Perhaps Love (2005)
Reviewed by: ewaffle on 2008-10-12
Summary: That's not dancin'
“Perhaps Love” is an affecting story of love, loss and betrayal wrapped in the musical with mediocre songs and ghastly choreography. It is structured as a movie about making a movie with a straightforward narrative line and flashbacks that occur when the characters watch daily rushes of themselves in a screening room. Sometimes we see footage shot earlier in the day, sometimes scenes from a movie from years before with the same actors and characters and occasionally we see them in “real life”—not as actors in a movie playing characters but as the characters themselves.

Kaneshiro Takeshi and Zhou Xun are both effective and beautiful, Jacky Cheung has an appropriate look of wasted desperation and Ji Jin-Hee is detached as the ironically amused observer. The songs are neither good nor bad—which in a musical or at least a movie that depends on music to make points and move the plot along is a disaster. None of them take off, there are no catch melodies to hum, no soaring lines. However it is the choreography and the way that it is shot and edited that really sinks this movie.
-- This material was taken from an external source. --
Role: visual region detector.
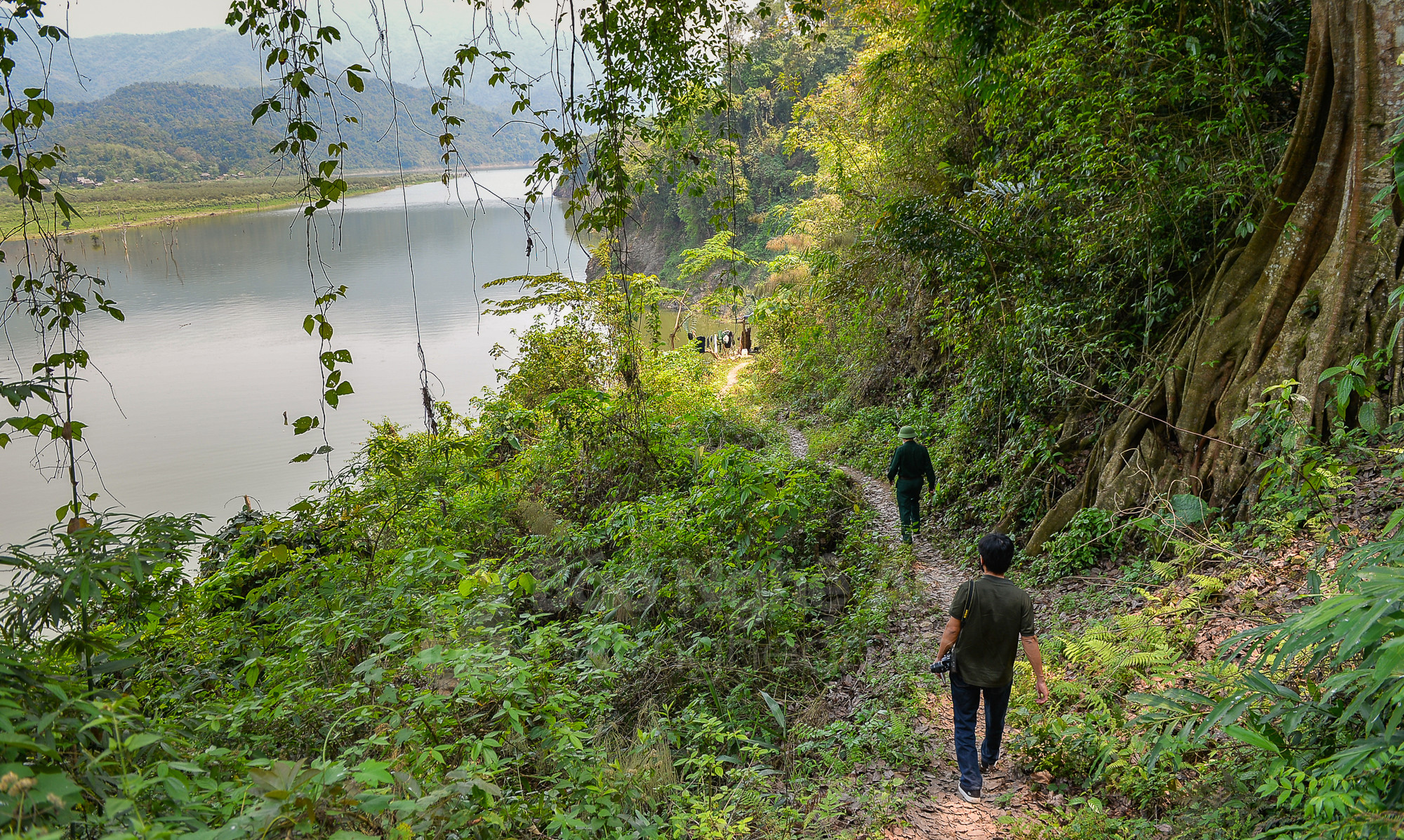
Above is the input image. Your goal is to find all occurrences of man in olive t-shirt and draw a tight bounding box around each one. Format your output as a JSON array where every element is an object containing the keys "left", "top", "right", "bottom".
[{"left": 936, "top": 534, "right": 1049, "bottom": 802}]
Since it was photographed by two princes of the camera, Peter Pau and Christopher Doyle one must assume that the instructions were “put the camera here, use this lens, point it that way” since that is how the dances were filmed. A fixed camera that just pans to keep the dancer in the center of the frame works for capturing Fred Astaire—he insisted on it and revolutionized how dance was shown in movies—but not for the all-singing, all-dancing crowds of chorus girls and boys that was used here. Looking at the work of any successful director of movie musicals from Busby Berkley to Baz Luhrmann one will see a moving camera, multiple angles edited together, zooms, tracking shots, crane shots—all done in an attempt to show a three dimensional art form in the two dimensions of the screen.

And one will also see actual choreography. The movement in the dance numbers in “Perhaps Love” was located almost entirely in the torso and pelvis with some very lame hand movement and a few head snaps. This is fine as part of an integrated whole—Bob Fosse, one of the most talented and honored movie and stage choreographers ever had signature moves that were not completely unlike what we saw in this movie. But he would never make an entire dance, and certainly not every dance, from these moves alone. No competent creator of dance would do so. Since there is not choreography credit here—there is only “dance instructor” which I assume is the equivalent of dance captain—so we don’t know who to blame for this mess.